Abstract

Background. Leber hereditary optic neuropathy (LHON) is a maternally inherited mitochondrial disorder that predominantly manifests as bilateral, painless vision loss in young males. While traditionally associated with the optic nerves, a subset of patients exhibits additional neurological symptoms, referred to as LHON-plus syndrome. Involvement of the spinal cord is uncommon, particularly among the pediatric population, and may result in diagnostic challenges, potentially leading to confusion regarding acquired demyelinating diseases.

Case Presentation. We report a 6-year-old boy with near-complete vision loss in the right eye and blurred vision in the left eye.

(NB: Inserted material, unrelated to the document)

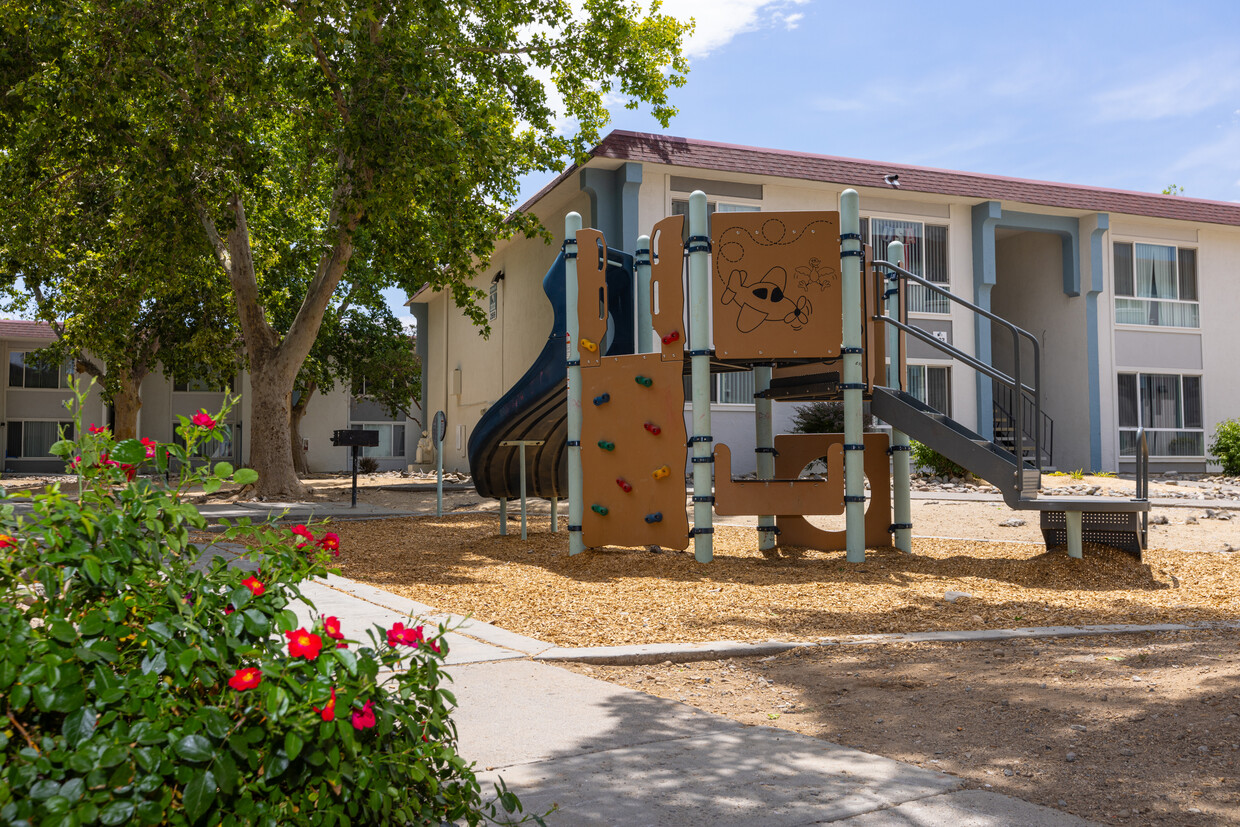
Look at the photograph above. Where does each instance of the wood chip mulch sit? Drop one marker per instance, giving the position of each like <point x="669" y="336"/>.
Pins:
<point x="620" y="597"/>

Demyelinating diseases were suspected in the case of acute bilateral optic neuropathy. Cranial and orbital magnetic resonance imaging (MRI) showed no demyelinating lesions, whereas spinal MRI revealed a T2-hyperintense lesion at the C3–C6 levels. Due to unresponsiveness to conventional treatment for demyelinating diseases, genetic testing confirmed the homoplasmic m.11778G>A variant in NADH dehydrogenase subunit 4 (MT-ND4), establishing an LHON diagnosis. Spinal cord involvement supported the LHON-plus syndrome classification. Idebenone therapy was initiated, and follow-up was scheduled. During the 1.5-year follow-up, right eye visual loss persisted, while the left eye showed gradual vision decline. A second spinal MRI performed at 6 months showed complete resolution of the previous lesion without new lesions.

Conclusion. Since optic neuropathy and spinal cord involvement typically indicate demyelinating diseases, these should be prioritized in initial evaluation due to their frequency and need for early immunomodulatory treatment. However, spinal cord involvement can occur in mitochondrial diseases, as demonstrated in this case. The presence of a transient and asymptomatic spinal cord lesion in this patient expands the recognized spectrum of central nervous system involvement in LHON. Therefore, LHON-plus syndrome should be considered when spinal cord involvement accompanies optic neuropathy after excluding other demyelinating diseases.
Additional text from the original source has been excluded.